Friday, May 25, 2001

Router

The windfall of 1999-00 that router sales saw, promised to continue with good sales all the way through the first half of the year, but this growth rate suddenly started falling in the second half, and came down to a low-rate in the final quarter. This dramatic slowdown was due to the trickledown effect that the US economy slowdown had on IT services in India. Both ISPs and IDCs promised to falter at the end. Many big ISPs and IDCs failed to rise above the boardrooms and business plans on paper. Funding was the biggest issue why these companies could not take off.

Though spending continued among the established ones like BSNL, VSNL, Satyam, etc., but it was not to the tune of the previous fiscal. And though new ISPs like Tata ISP, HCL Infinet, Hughes Tele and ERNET, laid out their networks for Internet services, the sum total number of rollout did not match the previous fiscal, both in numbers and magnitude. An uncertain market kept them away from lavish expenditure.

The other sectors actually came to the rescue of the router segment. Banking and finance sector played the role of the knight in shining armor. Banks like Dena, Vyasa, RBI, Karnataka Bank, American Express and Global Trust executed huge projects worth crores of rupees—all of them had to link their LANs across localities and cities in the country due to competition as well as RBI directives. The financial institutions themselves connected heavily. BSE, LIC, UTI, IDRBT, Tata AIG, etc., all spent multiple of crores on wide area networking. Other sectors like manufacturing, transport/utility and government, pitched in with their own share of wide area networking projects.

So, the year 2000-01 ended with router companies clocking in Rs 408 crores through their routers. The annual growth recorded last year was 86.3 percent.

The number of routers sold during the fiscal were 24,337, as compared to 17,000 in the previous fiscal. That shows a growth by only 29 percent. But value-wise, the growth has been much better due to the better deployment of high-end routers of which some were capable of Gigabit routing. Though average price of a router further dropped to about 65,000 at the low-end of the market, prices at the mid-end were still at an average 2.3 lakh. And as you went up the value chain, Gigabit routers came at prices of Rs 60 lakh and more.

Cisco retained its grasp over this segment last year as well, despite the somewhat hyped entry of Juniper and Unisphere – two young next-generation technology startups. During last fiscal, Cisco managed to hold on to consolidate and increase its market share to 84.8 percent as compared to 72 percent of the previous fiscal.
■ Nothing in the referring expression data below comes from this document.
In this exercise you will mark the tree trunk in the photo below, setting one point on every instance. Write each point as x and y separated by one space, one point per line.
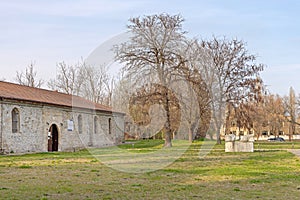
190 135
168 139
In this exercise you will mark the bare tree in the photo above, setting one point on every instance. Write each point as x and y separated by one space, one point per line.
29 78
291 112
67 79
93 83
152 55
234 76
276 113
96 84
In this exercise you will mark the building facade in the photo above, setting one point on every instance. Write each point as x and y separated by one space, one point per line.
37 120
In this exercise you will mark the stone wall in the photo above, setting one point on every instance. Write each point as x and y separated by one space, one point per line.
36 120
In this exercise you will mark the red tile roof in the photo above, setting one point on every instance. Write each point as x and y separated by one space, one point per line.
30 94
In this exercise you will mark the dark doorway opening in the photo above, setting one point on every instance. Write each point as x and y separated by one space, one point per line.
53 138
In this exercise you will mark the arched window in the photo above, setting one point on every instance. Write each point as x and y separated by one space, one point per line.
15 116
79 124
95 124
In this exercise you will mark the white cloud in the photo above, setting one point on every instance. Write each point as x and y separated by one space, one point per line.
81 8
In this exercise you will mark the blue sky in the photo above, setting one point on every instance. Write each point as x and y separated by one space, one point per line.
47 32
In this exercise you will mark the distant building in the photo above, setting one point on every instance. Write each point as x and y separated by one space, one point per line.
38 120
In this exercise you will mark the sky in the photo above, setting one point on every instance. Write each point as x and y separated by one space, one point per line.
47 32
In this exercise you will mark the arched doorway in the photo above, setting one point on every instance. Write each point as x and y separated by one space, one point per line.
53 138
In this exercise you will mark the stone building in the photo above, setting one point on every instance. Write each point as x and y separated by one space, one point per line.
38 120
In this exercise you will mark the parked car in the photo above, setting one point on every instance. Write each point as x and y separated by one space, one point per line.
279 139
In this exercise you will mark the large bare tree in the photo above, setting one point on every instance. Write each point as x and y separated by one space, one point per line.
234 75
29 77
153 55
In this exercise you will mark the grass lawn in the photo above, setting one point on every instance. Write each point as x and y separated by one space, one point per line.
269 173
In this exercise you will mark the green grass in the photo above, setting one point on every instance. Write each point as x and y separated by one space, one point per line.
270 174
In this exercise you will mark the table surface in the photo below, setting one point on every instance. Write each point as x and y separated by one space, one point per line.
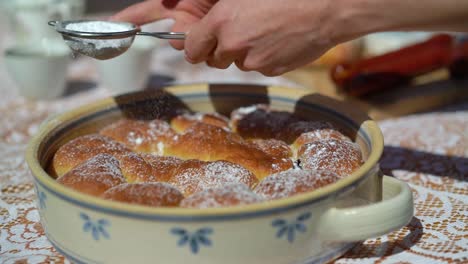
427 150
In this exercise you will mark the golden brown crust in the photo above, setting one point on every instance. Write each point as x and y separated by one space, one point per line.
182 122
273 147
341 157
94 176
195 175
260 121
141 135
226 196
291 182
82 148
213 165
152 194
164 167
209 143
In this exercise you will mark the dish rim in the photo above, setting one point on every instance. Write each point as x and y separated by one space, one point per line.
42 178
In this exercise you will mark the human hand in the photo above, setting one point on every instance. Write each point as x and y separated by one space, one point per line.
271 37
185 13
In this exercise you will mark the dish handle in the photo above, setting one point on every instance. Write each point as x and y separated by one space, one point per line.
363 222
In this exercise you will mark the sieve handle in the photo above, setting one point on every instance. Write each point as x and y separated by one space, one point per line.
164 35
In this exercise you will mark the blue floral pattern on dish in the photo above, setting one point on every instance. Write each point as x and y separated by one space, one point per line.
193 239
97 228
289 229
42 197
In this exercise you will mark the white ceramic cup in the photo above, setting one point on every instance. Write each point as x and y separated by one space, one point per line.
29 18
40 73
129 71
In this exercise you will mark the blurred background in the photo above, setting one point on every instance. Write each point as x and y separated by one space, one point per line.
386 74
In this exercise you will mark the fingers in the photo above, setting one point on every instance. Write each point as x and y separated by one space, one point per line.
145 12
201 41
183 23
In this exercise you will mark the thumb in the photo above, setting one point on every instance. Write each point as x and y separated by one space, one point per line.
145 12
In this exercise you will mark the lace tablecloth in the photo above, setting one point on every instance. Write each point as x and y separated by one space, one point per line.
429 151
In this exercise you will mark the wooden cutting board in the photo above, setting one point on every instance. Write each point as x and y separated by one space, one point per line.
428 92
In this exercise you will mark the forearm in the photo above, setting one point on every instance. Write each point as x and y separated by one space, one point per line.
360 17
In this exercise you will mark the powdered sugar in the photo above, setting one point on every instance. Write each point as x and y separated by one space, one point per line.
152 194
291 182
92 47
95 175
205 175
228 195
98 27
341 157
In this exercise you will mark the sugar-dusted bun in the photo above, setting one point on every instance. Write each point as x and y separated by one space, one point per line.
301 132
83 148
164 167
210 143
225 196
136 169
183 121
141 135
94 176
341 157
195 175
260 121
273 147
152 194
291 182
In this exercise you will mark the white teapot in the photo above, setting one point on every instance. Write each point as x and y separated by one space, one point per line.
29 17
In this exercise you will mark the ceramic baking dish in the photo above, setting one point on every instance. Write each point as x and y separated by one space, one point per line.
308 228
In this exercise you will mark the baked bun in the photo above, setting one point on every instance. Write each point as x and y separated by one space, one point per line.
226 196
340 157
164 167
273 147
141 135
205 160
136 169
94 176
209 143
195 175
291 182
82 148
181 122
260 121
158 194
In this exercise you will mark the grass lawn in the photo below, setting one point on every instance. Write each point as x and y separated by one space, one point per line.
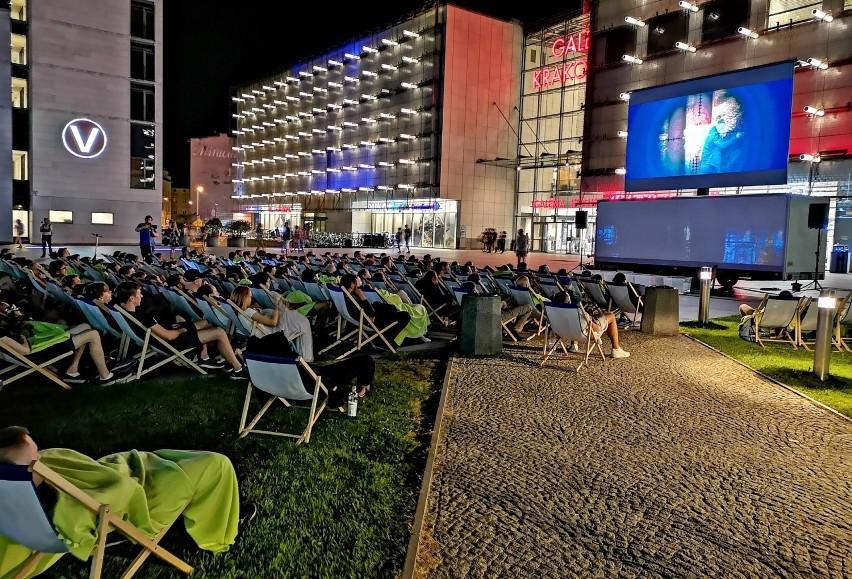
340 506
779 361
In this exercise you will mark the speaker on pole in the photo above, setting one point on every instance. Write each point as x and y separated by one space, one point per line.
818 216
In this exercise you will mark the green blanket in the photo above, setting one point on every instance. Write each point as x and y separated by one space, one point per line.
419 317
150 490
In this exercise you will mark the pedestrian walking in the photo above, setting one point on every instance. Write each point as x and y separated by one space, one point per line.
46 230
19 232
406 235
147 236
522 244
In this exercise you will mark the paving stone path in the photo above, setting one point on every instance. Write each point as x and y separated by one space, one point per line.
676 462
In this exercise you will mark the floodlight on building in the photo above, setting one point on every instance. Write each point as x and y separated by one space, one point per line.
822 15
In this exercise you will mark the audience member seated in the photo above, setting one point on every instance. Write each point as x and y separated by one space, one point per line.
182 336
202 486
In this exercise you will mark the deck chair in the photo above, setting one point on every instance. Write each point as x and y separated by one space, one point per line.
279 377
621 297
151 345
24 367
522 296
566 322
459 294
778 315
365 329
26 523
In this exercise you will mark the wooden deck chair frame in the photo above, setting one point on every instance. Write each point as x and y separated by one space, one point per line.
570 332
621 298
107 521
316 408
162 348
361 327
779 322
27 366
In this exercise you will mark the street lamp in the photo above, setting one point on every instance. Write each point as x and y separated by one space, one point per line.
199 189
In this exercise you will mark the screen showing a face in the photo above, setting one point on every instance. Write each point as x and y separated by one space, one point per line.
726 130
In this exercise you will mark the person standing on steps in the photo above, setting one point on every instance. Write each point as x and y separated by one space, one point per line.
46 230
19 233
147 236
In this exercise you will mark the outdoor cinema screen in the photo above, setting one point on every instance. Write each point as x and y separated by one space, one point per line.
725 130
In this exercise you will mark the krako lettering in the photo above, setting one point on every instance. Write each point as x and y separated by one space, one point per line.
560 74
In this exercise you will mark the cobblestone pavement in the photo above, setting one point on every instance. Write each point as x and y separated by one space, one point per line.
675 462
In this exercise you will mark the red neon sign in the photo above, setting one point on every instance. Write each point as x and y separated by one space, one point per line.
574 70
549 204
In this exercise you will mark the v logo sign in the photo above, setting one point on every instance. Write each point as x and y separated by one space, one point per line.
90 141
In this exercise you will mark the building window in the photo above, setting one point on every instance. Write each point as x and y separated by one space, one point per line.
142 20
665 30
102 218
614 44
19 49
19 93
142 156
18 9
782 12
20 171
723 17
142 103
142 62
61 216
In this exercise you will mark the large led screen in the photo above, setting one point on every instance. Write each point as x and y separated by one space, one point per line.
725 130
746 231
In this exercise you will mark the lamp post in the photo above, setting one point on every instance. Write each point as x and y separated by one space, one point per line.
199 189
825 327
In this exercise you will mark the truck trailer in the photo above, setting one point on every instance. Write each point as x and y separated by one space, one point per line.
772 236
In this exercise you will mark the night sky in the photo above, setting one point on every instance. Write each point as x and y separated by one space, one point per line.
212 45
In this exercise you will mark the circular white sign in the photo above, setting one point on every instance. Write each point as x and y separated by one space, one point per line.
84 138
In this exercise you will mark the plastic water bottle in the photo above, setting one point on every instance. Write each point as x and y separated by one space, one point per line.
352 404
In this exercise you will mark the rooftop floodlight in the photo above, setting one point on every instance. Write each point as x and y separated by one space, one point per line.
822 15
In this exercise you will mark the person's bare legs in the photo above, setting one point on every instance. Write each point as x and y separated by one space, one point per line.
219 336
91 339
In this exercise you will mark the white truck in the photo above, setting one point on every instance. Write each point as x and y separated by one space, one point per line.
772 236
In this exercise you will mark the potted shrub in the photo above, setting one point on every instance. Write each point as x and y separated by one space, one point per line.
213 229
239 229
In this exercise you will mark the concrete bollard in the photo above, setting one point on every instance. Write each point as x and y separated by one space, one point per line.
480 331
661 316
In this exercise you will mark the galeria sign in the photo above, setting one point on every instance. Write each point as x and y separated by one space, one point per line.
562 73
84 138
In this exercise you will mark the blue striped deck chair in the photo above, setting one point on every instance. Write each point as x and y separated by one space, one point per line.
27 523
279 377
565 322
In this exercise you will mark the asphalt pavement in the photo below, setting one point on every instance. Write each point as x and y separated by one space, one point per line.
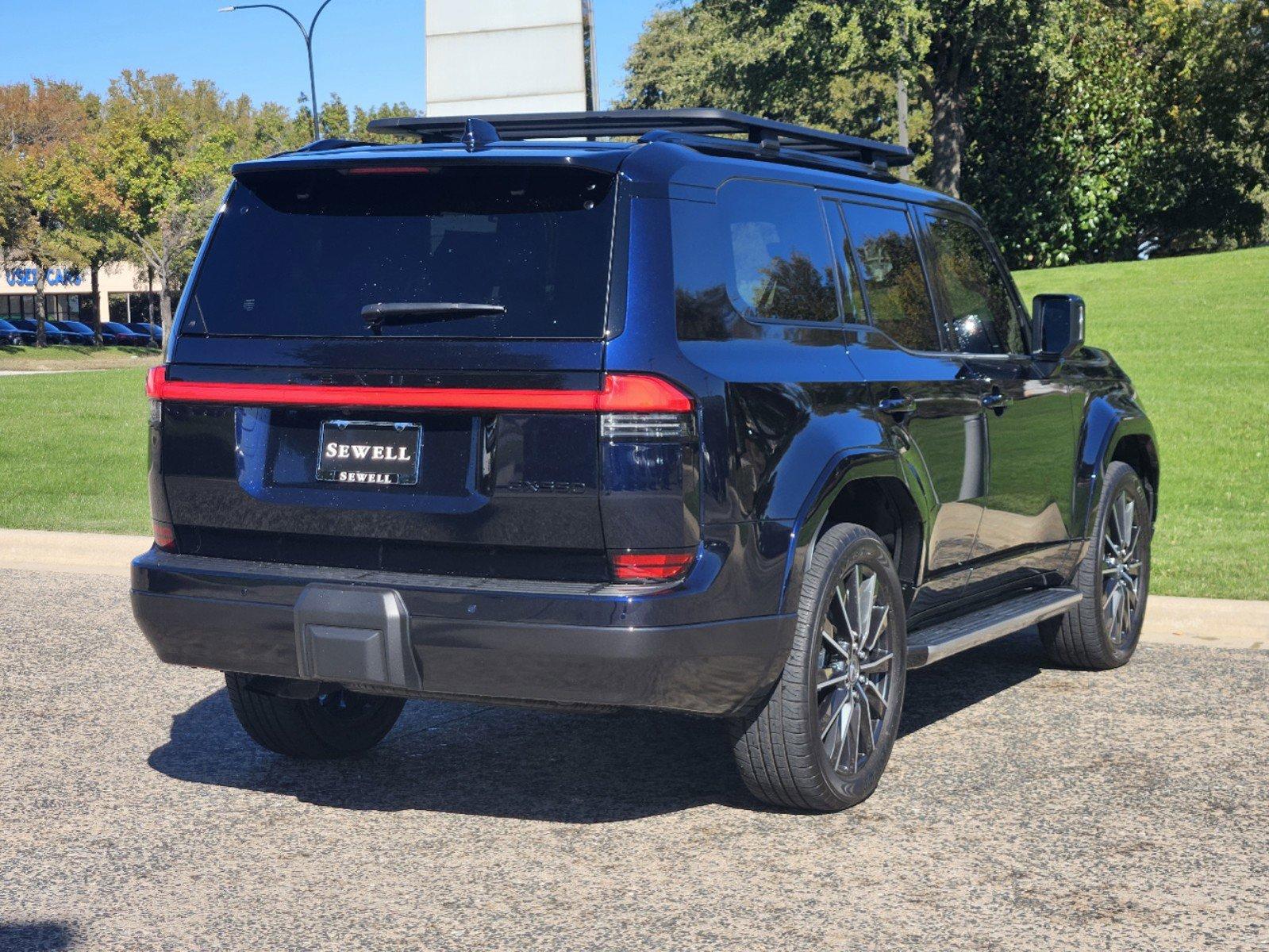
1025 806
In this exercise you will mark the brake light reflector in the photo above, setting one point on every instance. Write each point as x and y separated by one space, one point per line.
641 393
621 393
165 537
652 566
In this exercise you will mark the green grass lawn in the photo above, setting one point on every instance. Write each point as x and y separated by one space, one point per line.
1190 332
1193 334
72 452
76 357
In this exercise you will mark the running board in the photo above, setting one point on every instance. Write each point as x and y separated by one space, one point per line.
940 641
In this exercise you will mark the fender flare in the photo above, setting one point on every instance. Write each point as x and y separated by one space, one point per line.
1107 423
844 467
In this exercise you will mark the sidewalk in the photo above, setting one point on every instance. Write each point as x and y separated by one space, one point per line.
1209 622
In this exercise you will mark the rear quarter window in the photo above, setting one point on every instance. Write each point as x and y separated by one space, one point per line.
301 253
760 253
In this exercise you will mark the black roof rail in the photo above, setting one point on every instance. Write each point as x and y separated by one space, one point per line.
768 133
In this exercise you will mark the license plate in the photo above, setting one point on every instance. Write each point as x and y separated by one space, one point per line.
370 454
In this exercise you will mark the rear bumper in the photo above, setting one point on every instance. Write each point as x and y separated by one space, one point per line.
509 643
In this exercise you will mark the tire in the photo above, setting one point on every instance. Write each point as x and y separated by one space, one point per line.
334 724
790 749
1097 634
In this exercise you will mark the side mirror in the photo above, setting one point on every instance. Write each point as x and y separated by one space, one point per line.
1057 325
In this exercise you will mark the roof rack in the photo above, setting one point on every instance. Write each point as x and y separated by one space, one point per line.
648 125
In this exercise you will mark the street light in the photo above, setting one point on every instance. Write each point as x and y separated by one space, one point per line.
309 44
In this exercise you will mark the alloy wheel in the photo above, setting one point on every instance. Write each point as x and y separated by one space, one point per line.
853 670
1121 569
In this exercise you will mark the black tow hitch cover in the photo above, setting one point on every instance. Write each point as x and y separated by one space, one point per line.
354 635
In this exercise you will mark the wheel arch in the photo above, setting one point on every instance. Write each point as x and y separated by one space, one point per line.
1116 429
867 486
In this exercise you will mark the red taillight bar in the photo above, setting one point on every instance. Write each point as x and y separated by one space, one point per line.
622 393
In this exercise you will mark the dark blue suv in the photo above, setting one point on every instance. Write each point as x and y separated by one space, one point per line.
725 420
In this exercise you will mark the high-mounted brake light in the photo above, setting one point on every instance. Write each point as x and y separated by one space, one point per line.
652 566
621 393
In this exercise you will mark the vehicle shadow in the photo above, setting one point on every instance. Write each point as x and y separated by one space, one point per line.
37 936
542 766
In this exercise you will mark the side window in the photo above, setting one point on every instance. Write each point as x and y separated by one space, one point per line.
890 270
779 266
981 315
852 301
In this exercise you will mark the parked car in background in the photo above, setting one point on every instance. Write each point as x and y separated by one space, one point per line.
14 336
75 332
52 333
152 330
125 336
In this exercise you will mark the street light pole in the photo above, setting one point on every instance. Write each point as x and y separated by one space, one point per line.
309 46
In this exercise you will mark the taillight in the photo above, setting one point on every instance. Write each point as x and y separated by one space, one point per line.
165 537
635 406
652 566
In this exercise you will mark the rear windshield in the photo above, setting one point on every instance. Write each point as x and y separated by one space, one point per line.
300 254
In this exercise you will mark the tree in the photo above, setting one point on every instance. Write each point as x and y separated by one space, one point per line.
1059 125
1203 173
38 122
94 215
1078 126
169 149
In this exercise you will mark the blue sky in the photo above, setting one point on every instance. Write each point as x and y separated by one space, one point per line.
368 51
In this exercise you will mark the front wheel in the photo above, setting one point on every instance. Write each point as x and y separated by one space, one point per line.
1102 631
822 738
333 724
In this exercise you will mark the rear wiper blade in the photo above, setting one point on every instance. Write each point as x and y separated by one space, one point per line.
411 311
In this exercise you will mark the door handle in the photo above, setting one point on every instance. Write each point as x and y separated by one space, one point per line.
995 400
900 404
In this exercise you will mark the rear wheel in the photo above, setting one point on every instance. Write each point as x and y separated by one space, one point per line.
822 738
1102 631
333 724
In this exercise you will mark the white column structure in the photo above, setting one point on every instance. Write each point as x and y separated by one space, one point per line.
491 56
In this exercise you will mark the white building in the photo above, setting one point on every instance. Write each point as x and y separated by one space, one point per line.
491 56
123 294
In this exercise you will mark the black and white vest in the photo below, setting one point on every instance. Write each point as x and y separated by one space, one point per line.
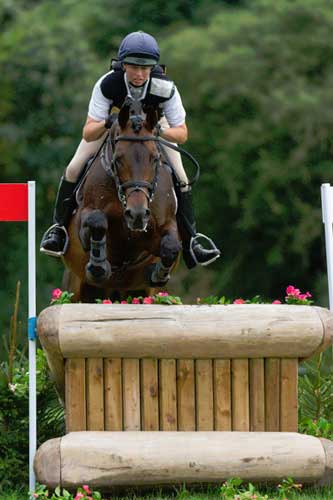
160 88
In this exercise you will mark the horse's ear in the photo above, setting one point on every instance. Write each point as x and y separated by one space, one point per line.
152 117
123 116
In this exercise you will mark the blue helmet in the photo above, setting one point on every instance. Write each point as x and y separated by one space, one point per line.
139 48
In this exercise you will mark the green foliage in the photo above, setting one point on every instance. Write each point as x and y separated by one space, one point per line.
259 120
83 493
256 81
315 391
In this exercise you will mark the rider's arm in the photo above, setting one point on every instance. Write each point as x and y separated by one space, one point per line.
177 134
93 129
175 115
98 112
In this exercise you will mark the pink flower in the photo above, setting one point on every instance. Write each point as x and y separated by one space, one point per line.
56 294
239 301
79 496
291 290
148 300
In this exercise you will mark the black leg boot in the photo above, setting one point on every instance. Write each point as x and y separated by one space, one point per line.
55 239
193 251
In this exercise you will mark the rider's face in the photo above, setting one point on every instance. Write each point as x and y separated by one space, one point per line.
137 75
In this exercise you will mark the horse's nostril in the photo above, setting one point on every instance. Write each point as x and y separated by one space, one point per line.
128 213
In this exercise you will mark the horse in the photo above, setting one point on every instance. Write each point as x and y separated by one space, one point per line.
123 235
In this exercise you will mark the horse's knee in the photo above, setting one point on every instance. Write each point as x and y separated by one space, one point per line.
96 223
170 248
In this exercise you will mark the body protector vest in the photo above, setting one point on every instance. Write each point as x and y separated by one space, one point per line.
160 88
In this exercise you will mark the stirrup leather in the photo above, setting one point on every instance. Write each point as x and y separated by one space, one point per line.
52 252
210 242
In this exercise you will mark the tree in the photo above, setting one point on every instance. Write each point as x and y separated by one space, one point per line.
260 120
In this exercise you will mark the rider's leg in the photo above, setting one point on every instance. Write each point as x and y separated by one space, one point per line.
186 216
55 237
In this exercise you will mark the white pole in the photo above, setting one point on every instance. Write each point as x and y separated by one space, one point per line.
327 213
32 330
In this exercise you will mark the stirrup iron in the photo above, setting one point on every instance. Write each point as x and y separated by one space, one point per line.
210 242
52 252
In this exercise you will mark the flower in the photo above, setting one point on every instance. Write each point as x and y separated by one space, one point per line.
291 290
148 300
79 496
239 301
56 294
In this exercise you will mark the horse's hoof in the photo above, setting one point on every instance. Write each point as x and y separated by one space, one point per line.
97 275
149 274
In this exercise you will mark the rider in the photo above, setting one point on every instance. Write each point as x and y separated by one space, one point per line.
139 76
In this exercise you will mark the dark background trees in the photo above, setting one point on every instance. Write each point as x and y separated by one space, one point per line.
256 81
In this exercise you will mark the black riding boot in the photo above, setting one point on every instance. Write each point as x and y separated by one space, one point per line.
55 238
189 235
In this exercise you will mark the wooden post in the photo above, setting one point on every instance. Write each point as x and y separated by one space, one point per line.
149 395
186 395
113 396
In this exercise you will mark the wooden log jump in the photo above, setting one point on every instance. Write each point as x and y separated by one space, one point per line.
191 372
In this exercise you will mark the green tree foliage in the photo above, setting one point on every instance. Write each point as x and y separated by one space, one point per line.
260 121
255 78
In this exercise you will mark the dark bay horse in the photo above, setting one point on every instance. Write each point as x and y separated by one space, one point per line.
123 237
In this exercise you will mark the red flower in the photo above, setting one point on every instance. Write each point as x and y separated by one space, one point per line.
239 301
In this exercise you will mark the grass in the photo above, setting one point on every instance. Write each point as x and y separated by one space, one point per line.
203 493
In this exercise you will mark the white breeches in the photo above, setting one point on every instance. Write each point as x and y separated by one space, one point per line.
87 149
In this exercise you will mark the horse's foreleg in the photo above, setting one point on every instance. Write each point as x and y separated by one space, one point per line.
98 269
169 250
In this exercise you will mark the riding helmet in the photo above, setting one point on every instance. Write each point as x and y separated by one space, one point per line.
139 48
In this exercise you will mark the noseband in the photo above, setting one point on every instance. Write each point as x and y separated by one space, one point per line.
148 188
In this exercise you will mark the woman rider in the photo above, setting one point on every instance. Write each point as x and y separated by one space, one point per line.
138 76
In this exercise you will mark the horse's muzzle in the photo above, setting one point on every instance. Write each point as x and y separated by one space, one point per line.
137 218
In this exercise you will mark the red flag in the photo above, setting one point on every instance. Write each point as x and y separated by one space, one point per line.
13 202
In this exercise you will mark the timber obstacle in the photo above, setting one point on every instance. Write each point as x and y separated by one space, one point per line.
208 393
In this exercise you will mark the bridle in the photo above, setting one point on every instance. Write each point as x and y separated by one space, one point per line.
125 189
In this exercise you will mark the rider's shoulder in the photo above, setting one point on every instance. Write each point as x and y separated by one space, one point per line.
160 84
110 82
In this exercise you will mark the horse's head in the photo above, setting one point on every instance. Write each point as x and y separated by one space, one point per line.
135 164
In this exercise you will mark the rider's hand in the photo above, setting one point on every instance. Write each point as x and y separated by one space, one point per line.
110 120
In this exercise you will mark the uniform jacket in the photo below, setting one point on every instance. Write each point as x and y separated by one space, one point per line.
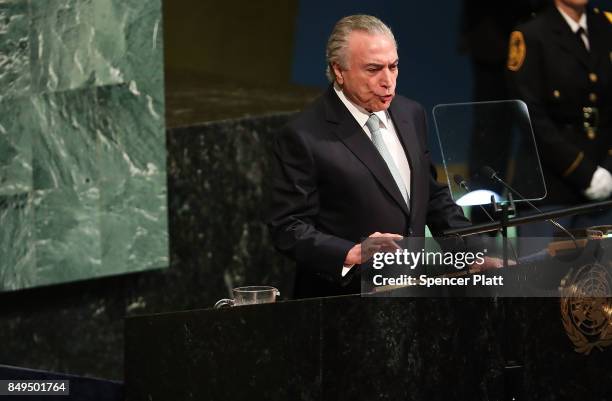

And the nearest competitor, Nortel, was way behind at just 6 percent.

The market for Gigabit router did not live up to the expectations as telecommunications build-outs got delayed due to policy delays, market uncertainty and lack of finance. The setting up of offices by Juniper and Unisphere was more of an initial market contacting/discussion process and both did negligible business in reality. Still, Unisphere were able to accomplish sales of Rs 4 crore during the last fiscal, which is approximately 1 percent of the market. This year, however, many more telecommunications backbones are expected to be rolled out, with hundreds of miles of the country already been wired up with dark fiber. And, these players are likely to play hard to not allow Cisco to monopolize this space, as it has done in the low and mid-end of the market. The market for routers looks quite promising and should again be touching its previous growth rates of hundred percent and above. That is, if the current economic slowdown does not continue beyond six months. Which could in turn, further delay long due projects in the telecommunications sector.